In the Constructor, select Hostname from the drop-down box and enter $A1 in the input box. This will put our captured hostname where it belongs.

Request URI
We still need to capture the URI of our page, so we create another Advanced Filter called “Google Translation (Request URI)”. We then select Request URI from the Field A drop-down box and enter a similar pattern to before:
/translate.*u=http://([^/]*)/?([^&]*)
We start by matching and capturing the same as we did before, but then we extend it a little. We need to capture everything after the hostname (i.e. everything after the first “/”). But we only the URI of the page, not the rest of the querystring, so we use the “^&” pattern to stop when we hit an ampersand (i.e. the next query variable).

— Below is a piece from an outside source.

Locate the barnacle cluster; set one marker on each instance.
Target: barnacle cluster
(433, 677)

What makes it slightly more difficult is that there’s no garantee that they will be a “/” character to capture. If the visitor translates your homepage by entering http://www.yourdomain.com then there’s no backslash to capture. This is why we put the backslash outside the brackets and modify it with a ? mark, signifying that it may or may not be there.

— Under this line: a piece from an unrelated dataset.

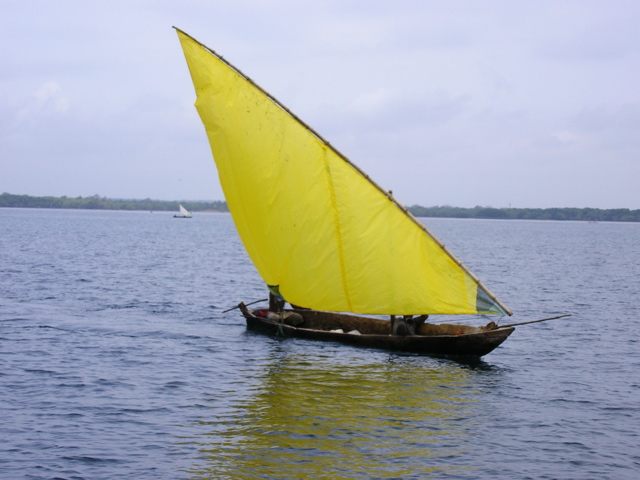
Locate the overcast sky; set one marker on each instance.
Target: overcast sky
(494, 103)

In the Constructor, we select Request URI and enter “/$A2″. This way, we are always starting the Request URI with a backslash and then adding whatever else we may have captured from the query varibale. This means that page views on your homepage will be logged as a single backslash as they normally would be.

Problem Solved
So we’ve successfully rewritten both the Hostname and Request URI, eliminating any of those annoying translation URLs. It’s worth noting the order in which the filters are done. We need to do the hostname first as otherwise we would overwrite the Request URI and not be able to match the hostname from the old URI. Filter ordering problems like this are quite common, so if you’ve got other filters set up on your profile, take some time to establish what modifies what and create an order so that they don’t interfere with each other.
I’m currently looking into other translation services around the Web (Babelfish comes to mind) and cooking up some filters to work with these but, from my traffic at least, it seems that Google pretty much has the translation market sewn up.
Hi Andy
Thanks for your explanation on filters in Google Analytics.
I do however have one question.
I installed the filters as you described, but I still get the /translate urls through. (like: /translate_c?hl=desl=nlu=http://www.middelburg.nl/prev=/search?q=middelburghl=declient=firefoxhs=7pGrls=com.yahoo:de:officialrurl=translate.google.deusg=ALkJrhgm4XS6-ktHnbJXmj0Y-4SKbru6qQ )
Besides that I noticed that you refer to backslash whereas I can only see slash. Do you mean slash ?
Like in: / Or backslash like in: \ ?
Thanks for putting this out on the Web
Edwin